CNOOC, Bloomberg recalls, was delisted from the New York Stock Exchange because of U.S. sanctions last year. The Trump administration added the Chinese state oil company to a black list of companies banned from access to U.S. technology without specific permission.
Following its New York delisting, CNOOC said it would float its shares on the Shanghai Stock Exchange, seeking to raise some $5.4 billion to use for project development. Later, the total amount of money was revised down to $4.3 billion.
“We will take this opportunity to make full use of domestic and overseas financing channels to promote the high-quality and sustainable development of the company,” CNOOC’s chairman Wang Dongjin said in a statement as quoted by Bloomberg.
Meanwhile, CNOOC is pulling out of Europe and North America for fear it may become subject to further sanction action, Reuters reported earlier this month.

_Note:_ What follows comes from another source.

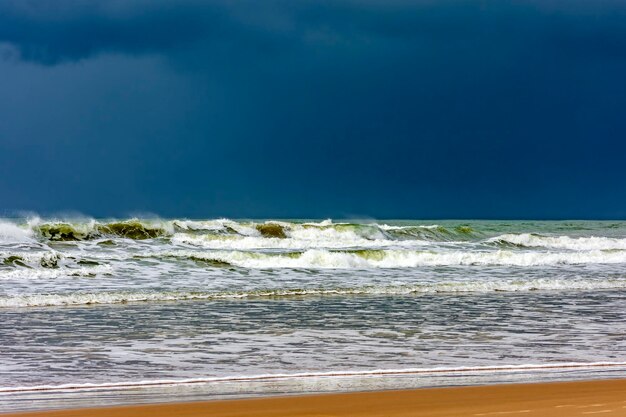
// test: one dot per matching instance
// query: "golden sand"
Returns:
(568, 399)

Citing industry sources, the report said the Chinese oil company was preparing to exit its business in Britain, the United States, and Canada. The combined output of these assets, per Reuters calculations, stands at some 220,000 bpd.
According to one industry source who spoke to Reuters, these assets were considered “marginal and hard to manage” by the company.
In the meantime, however, CNOOC is seeking to expand in Africa and Latin America, and more specifically in Brazil, Uganda, and Guyana, the Reuters report also said.
In its report on the CNOOC listing, Bloomberg noted that the company’s focus on exploration and production offers investors more direct exposure to the oil price rally than its fellow state oil majors, which also have substantial downstream businesses.